West Bengal assembly elections, 2011: Gangarampur (SC) constituency
| Party |  | Candidate | Votes | % | ±% |
|---|---|---|---|---|---|
|  | AITC | Satyendra Nath Ray | 65,666 | 45.85 | +1.38# |
|  | CPI(M) | Nandalal Hazra | 64,998 | 45.38 | −6.82 |
|  | BJP | Dipankar Roy | 4,432 | 3.09 |  |
|  | Independent | Akshay Sarkar | 2,127 |  |  |
|  | Independent | Sreepada Barman | 1,915 |  |  |
|  | BSP | Uttam Kumar Barman | 1,267 |  |  |
|  | Independent | Susen Chandra Barman | 1,121 |  |  |
|  | Independent | Sukla Bhuimali | 858 |  |  |
|  | Independent | Kanak Sarkar | 835 |  |  |
| Turnout |  |  | 143,219 | 89.85 |  |
|  | AITC gain from CPI(M) |  | Swing | 7.20# |  |

Shukla Bhuimali, contesting as an Indepependent, belonged to CPI(ML).

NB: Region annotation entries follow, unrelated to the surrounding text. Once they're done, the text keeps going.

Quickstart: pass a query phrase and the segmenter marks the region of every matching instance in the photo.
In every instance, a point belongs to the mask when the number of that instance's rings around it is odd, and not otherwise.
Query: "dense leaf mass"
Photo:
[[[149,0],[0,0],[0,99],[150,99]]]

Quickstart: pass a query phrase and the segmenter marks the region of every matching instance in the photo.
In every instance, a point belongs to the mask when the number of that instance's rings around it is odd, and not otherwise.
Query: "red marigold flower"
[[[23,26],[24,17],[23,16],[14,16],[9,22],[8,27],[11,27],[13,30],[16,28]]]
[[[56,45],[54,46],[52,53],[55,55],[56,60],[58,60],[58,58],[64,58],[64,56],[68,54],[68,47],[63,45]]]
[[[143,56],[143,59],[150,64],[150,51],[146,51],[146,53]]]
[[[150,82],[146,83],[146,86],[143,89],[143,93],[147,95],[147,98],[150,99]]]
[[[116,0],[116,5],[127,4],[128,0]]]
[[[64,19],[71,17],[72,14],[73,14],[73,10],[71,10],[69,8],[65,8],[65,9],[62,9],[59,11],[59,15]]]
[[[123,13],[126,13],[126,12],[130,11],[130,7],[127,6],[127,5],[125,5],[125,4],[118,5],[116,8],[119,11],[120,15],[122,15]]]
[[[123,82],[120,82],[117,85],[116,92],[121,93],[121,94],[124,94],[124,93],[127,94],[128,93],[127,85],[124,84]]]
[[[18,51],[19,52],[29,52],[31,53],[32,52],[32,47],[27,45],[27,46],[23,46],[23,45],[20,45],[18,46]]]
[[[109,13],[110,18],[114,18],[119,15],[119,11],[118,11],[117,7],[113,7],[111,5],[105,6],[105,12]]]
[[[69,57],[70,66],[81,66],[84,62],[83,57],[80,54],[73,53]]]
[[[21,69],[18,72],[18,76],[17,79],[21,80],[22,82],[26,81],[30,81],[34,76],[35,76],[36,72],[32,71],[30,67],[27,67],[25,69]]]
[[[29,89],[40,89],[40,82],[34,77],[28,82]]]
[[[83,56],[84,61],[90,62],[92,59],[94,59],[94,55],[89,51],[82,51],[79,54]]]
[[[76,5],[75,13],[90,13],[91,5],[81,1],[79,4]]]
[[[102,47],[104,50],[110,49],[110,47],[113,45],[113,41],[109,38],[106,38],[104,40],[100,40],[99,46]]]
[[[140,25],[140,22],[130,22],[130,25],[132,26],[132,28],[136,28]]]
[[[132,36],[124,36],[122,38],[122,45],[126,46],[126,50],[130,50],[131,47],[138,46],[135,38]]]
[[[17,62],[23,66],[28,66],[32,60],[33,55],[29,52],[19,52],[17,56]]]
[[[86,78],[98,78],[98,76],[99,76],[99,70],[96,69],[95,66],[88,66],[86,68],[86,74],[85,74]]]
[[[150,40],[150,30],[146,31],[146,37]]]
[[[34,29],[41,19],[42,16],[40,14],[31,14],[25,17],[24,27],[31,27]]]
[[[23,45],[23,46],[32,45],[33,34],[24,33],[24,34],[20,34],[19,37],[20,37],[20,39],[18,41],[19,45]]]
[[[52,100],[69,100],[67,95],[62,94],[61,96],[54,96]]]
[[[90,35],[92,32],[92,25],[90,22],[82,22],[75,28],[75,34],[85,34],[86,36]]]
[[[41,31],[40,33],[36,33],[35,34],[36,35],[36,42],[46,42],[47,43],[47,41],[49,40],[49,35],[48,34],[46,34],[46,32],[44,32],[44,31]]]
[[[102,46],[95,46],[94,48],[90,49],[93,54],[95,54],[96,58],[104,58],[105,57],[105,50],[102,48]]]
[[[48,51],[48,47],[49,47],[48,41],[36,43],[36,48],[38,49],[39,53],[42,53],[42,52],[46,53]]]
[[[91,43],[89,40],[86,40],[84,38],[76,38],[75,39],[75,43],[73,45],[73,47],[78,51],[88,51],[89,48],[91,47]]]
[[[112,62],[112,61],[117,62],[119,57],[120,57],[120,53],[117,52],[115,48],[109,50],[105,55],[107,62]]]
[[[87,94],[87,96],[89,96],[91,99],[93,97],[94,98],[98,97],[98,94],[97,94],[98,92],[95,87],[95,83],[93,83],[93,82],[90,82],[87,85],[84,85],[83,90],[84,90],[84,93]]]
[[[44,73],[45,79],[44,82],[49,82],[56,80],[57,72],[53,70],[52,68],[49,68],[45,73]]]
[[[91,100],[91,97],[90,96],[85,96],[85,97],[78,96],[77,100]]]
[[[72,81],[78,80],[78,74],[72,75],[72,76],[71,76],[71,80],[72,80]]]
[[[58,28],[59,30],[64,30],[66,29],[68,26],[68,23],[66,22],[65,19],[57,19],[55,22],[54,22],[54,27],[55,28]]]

.# Swing calculated on Congress+Trinamool Congress vote percentages taken together in 2006.

=== 2006 ===
In 2006 and 2001 state assembly elections Narayan Biswas of CPI(M) won the Gangarampur assembly seat defeating his nearest rival Biplab Mitra of Trinamool Congress. Minati Ghosh of CPI(M) defeated Asish Majumdar of BJP in 1996, Biplab Mitra of Congress in 1991 and Moslehuddin Ahmed of Congress in 1987. Moslehuddin Ahmed representing ICS defeated Arabinda Chakrabarty of CPI(M) in 1982. Ahindra Sarkar of CPI(M) defeated Moslehuddin Ahmed of Congress in 1977.

=== 1972 ===
Moslehuddin Ahmed of Congress won in 1972 and 1971. Ahindra Sarkar of CPI(M) won in 1969. Khalil Sayed of Congress won in 1967. Mangla Kisku of CPI won in 1962. Lakshman Chandra Hansda and Satindra Nath Basu, both of Congress, won in 1957, when Gangarampur was a joint seat. Satindra Nath Basu of Congress won in independent India's first election in 1951.